Squeezin’ the Juice
by SVEA SAUER
Stop The World. I Want To Get Off.” The original play in New York presented life as a circus. I feel as if life has been a circus in the last few months: deaths in a West Virginia coal mine, tornadoes, floods, threats from abroad and at home, and now an oil spill of such tremendous proportions that, as I write this, oil is still gushing into the Gulf of Mexico.
In October of 1938 a famous radio broadcast called the “War of the Worlds,” with Orson Welles, sent people into the streets in hysterics. They were loaded down with baggage and household goods crying that the Martians had descended on New Jersey and were fast approaching. There was complete chaos in the streets. No one knew where to go but all were going some place. This was truly a time when everyone wanted to get off the world.
Perhaps President Obama would like to get off the world now. There is no end to the disasters he is supposed to prevent. Having to face the knowledge that people in certain government agencies cannot be trusted, knowing the vast sums of bribery offered, not being able to trust financial leaders or oil executives, faced with endless greed in the market place, he is flying on a trapeze.
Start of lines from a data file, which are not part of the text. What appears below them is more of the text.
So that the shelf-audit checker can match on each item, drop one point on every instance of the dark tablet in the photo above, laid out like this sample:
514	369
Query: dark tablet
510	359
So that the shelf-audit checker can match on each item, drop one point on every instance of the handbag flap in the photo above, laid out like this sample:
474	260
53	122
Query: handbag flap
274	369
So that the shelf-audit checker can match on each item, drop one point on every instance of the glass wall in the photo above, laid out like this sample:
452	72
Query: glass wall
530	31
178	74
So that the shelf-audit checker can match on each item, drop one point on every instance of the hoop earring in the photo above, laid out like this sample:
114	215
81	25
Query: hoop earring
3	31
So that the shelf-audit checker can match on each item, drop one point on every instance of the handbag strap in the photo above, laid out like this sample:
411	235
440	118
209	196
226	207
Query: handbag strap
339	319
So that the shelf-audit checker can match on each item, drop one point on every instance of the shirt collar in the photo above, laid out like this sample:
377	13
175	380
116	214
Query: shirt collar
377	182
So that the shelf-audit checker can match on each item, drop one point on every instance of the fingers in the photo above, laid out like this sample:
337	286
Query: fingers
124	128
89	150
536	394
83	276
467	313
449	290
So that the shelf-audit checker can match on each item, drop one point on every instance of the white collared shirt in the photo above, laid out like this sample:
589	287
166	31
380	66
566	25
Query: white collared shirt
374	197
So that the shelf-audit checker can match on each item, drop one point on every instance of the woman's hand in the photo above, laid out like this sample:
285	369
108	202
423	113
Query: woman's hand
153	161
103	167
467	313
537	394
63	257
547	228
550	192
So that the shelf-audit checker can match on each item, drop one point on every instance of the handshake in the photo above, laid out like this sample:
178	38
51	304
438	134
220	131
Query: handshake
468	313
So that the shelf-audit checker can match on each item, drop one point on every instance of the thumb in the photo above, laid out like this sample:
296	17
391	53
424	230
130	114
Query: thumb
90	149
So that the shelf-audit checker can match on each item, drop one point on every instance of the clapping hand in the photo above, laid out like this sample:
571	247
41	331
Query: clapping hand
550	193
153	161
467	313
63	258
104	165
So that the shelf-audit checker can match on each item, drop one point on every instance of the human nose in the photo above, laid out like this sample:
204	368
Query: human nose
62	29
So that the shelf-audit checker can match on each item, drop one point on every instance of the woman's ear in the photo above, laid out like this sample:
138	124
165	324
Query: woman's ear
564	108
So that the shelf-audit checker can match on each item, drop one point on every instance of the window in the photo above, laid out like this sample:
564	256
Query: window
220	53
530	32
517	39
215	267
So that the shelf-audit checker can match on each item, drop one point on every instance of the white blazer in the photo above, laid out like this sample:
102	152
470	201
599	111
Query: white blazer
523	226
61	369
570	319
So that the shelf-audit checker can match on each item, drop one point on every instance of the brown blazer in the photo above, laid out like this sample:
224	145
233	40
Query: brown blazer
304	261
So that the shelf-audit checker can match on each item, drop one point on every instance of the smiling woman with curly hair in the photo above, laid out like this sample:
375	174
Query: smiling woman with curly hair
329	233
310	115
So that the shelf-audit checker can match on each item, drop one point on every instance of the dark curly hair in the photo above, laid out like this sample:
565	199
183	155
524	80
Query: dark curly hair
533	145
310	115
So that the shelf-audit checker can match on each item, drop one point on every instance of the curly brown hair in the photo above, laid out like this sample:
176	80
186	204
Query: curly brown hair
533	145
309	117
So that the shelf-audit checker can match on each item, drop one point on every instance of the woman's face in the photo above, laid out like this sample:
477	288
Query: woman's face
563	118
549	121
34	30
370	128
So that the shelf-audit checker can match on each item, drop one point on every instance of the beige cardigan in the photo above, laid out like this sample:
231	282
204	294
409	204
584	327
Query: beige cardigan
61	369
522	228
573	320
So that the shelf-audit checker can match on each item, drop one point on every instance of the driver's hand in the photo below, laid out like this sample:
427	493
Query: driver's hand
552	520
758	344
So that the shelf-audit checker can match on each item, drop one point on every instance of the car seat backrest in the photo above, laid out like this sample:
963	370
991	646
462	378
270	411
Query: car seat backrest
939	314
People waiting on the shore, watching their livelihoods evaporate are desperate. They are waiting for someone to do something to stop the horror of destruction, to save them from ruin. The oil that makes modern life possible has become their Martian.
They must sit through hours of watching television for news, hearing that soon they will know if the oil has been stopped, but no explanation satisfies them as time goes on. In the meantime, they know the oil has already reached the marshes.
The marshes are dying along with the loss of refuge for birds and all that lives in the sea, wherever the oil finds its way. We are desperate to punish those who are responsible. Yet our addiction feeds their greed.
Now is the time to take risks in alternate forms of energy. Even the most dyed-in-the-wool conservative can see that the nation must invest in the young people who are struggling to find funds for their inventions. It is time to face the truth: there is no way to stop the world and get off. Make your choice. Innovate or perish.
Whatever you invent, make sure it will make an automobile run.
Yesterday, I saw a picture of a turtle swimming in clear water. Keep that picture in mind.